Sir Salty McWouldbe-Admiral-And-Commander

Sir Salty McWouldbe-Admiral-And-Commander

I had been thinking on Sir Salty’s generous albeit confusing and somewhat mutinous offer to take over the ship. Getting North of the Hawaiian Islands took  longer than expected and the constant head winds and calms punctuated only by showers kept me fiddling with lines and our course day and night with little time for anything else.

I got around to a response last night and pinned it to a perpetually soporific Salty. This morning, I found Sir Salty in covetous possession of the remaining grog. I reckon that’s a yes.

Here’s the note I left for Sir Salty McWouldbe-Admiral-And-Commander:

To Sir Salty McAdmiral-And-Commander

Firstly, let me apologize for not responding to your magnanimous offer of relieving me of the onerous responsibilities and duties as Captain. This past week’s work has required us to pass under and then clear the Hawaiian Islands all the while hard on the wind or becalmed. You, of course, know this as you have been fast asleep, rested and prepared to spring into action and save all our lives if need be.

I have very carefully considered your offer to assume the Captaincy. At first blush, it smacks of little more than outright mutiny from a disgruntled malcontent. In fact, late one night last week, I had the ship’s irons in hand and was determined to see you in them. Thankfully, Port and Starboard, normally a constant thorn in your side, intervened on your behalf and talked some sense into me.

I have come to know you as a valued and dependable shipmate. And over the course of these many months at sea, I have come to know something of your character. It was my mistake and haughty temper to think your heart had somehow blackened and turned mutinous. Moreover and perhaps worse, it seems my pride had been pricked and pride once pricked precedes a great fall.

However, a ship can only have one Captain and for better or worse, this ship has me. That is not to say in any way am expert in all things.

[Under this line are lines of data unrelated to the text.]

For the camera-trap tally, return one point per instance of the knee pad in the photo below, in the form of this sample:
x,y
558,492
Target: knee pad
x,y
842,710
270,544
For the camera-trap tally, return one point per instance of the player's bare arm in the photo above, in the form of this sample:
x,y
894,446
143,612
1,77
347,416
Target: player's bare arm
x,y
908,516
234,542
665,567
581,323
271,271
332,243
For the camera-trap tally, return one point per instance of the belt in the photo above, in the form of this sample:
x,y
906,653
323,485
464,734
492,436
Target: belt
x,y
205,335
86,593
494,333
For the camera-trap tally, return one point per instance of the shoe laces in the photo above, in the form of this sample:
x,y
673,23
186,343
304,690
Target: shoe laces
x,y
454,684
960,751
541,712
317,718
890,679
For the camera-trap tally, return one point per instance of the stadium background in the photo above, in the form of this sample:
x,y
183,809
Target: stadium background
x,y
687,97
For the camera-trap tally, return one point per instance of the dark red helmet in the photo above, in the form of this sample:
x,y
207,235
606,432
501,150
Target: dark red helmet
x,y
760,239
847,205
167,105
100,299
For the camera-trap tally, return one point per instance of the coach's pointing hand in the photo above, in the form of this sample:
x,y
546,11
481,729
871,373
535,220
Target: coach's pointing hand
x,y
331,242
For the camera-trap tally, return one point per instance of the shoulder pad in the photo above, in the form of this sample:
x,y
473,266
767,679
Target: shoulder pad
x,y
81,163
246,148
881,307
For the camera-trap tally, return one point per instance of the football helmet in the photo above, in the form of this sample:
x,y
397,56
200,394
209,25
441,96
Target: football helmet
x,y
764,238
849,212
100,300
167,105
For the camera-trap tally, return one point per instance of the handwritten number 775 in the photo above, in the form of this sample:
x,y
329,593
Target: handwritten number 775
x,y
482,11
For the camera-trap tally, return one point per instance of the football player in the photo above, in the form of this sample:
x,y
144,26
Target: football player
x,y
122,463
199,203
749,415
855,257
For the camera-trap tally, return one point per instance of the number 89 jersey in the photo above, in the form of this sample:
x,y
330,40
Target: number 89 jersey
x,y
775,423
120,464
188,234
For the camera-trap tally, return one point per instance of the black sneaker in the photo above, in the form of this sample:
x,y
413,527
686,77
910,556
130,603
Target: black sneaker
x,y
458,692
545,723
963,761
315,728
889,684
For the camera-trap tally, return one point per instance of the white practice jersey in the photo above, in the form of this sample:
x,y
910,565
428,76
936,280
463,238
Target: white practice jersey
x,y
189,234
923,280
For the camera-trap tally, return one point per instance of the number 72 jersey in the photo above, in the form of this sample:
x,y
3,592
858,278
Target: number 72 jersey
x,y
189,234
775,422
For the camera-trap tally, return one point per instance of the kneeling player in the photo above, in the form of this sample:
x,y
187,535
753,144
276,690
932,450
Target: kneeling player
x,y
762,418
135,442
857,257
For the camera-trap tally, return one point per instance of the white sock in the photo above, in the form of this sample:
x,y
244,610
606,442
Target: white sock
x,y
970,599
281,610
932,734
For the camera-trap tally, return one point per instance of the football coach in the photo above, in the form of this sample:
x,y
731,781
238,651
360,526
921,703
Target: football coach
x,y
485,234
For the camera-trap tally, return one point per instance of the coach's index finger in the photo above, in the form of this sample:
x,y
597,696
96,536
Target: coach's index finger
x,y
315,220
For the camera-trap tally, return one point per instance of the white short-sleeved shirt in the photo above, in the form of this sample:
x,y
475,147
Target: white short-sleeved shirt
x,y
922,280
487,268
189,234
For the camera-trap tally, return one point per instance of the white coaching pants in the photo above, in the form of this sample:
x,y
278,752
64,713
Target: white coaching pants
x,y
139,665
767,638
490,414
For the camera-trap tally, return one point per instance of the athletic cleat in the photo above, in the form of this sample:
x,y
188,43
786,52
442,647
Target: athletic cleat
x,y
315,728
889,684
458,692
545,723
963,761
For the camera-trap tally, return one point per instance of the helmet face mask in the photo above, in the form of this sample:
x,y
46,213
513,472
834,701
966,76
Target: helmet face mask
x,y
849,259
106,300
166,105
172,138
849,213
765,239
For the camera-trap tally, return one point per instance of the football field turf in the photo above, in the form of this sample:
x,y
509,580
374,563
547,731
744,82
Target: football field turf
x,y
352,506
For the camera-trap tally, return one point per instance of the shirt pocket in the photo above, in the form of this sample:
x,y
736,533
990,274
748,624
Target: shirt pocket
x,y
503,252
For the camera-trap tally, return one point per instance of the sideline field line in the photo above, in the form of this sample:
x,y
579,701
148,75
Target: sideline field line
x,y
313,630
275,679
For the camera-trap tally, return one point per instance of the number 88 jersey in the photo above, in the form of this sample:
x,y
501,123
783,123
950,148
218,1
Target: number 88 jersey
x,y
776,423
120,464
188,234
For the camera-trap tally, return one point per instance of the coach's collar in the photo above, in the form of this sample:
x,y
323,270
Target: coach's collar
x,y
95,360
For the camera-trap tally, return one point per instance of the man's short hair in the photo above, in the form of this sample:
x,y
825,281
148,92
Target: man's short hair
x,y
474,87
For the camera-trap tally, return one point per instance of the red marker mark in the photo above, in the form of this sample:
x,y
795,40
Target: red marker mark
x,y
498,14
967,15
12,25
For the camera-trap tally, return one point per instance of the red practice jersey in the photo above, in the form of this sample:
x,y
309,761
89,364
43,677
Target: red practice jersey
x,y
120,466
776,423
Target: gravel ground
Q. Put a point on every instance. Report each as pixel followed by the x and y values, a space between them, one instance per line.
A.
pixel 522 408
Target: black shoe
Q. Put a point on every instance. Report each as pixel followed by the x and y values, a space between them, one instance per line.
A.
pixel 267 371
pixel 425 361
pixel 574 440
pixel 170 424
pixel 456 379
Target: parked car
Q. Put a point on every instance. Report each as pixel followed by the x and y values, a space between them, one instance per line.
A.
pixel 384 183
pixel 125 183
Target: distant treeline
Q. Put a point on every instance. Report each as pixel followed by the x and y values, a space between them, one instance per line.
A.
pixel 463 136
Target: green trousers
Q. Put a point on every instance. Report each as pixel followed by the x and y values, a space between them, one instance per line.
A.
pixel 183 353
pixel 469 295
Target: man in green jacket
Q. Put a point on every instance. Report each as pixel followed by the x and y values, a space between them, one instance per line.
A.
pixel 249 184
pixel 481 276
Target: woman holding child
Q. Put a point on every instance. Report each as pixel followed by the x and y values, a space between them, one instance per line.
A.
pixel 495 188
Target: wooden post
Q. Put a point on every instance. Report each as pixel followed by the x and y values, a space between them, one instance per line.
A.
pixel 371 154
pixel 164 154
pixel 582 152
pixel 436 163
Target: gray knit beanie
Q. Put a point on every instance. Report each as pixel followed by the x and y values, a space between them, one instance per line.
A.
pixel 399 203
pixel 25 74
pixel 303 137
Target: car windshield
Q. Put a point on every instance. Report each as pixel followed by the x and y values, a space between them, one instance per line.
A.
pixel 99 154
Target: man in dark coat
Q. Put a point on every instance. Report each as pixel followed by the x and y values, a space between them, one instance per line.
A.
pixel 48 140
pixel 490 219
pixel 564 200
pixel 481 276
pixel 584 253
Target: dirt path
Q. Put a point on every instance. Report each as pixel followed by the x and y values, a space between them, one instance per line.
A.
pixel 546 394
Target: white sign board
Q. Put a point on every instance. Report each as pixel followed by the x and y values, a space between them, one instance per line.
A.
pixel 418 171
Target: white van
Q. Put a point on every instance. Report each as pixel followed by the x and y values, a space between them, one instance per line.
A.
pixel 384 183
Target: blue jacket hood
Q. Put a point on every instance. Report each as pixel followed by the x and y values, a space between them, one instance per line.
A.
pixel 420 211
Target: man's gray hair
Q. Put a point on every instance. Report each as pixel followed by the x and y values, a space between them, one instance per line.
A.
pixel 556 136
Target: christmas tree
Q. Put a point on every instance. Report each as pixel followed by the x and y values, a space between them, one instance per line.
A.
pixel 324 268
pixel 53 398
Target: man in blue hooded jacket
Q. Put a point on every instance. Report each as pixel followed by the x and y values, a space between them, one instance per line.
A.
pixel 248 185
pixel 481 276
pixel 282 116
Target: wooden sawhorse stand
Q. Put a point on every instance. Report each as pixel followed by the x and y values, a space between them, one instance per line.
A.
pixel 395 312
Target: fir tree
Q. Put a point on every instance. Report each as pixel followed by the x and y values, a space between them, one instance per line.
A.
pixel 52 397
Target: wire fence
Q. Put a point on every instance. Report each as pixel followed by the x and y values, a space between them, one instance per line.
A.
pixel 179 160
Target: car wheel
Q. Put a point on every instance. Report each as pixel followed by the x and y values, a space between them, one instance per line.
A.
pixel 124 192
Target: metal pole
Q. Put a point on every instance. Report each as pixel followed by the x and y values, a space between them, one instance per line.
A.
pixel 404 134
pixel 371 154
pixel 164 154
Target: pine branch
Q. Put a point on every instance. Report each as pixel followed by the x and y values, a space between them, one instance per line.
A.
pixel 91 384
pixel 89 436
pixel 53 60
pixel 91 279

But it is to say that the responsibilities for this ship and those on board lay at my feet.

It is clear that you, Sir Salty, surpass me in all respects when it comes to fishes and fishing. It is also clear that you could well serve the entire ship’s company by assuming the role of Chief Fisheries Officer. In this capacity, you would have the responsibility of pointing a flipper at any spot and I, ship’s safety notwithstanding, would have the responsibility of getting us there. The post comes with a generous increase in your daily ration of grog and first right of refusal for any fish or fishes we bring aboard.

In summary then, you would have the freedom as Chief Fisheries Officer to direct the ship where you see fit for fishes. In essence, the same freedom I do as Captain minus the responsibilities that I alone must bear. This seems to me an excellent compromise, with much added benefit, and I suspect will go a long way helping to alleviate any anxiety you may be experiencing watching me trying to catch a fish. 

I trust this new appointment and post meets with your immediate approval and consent.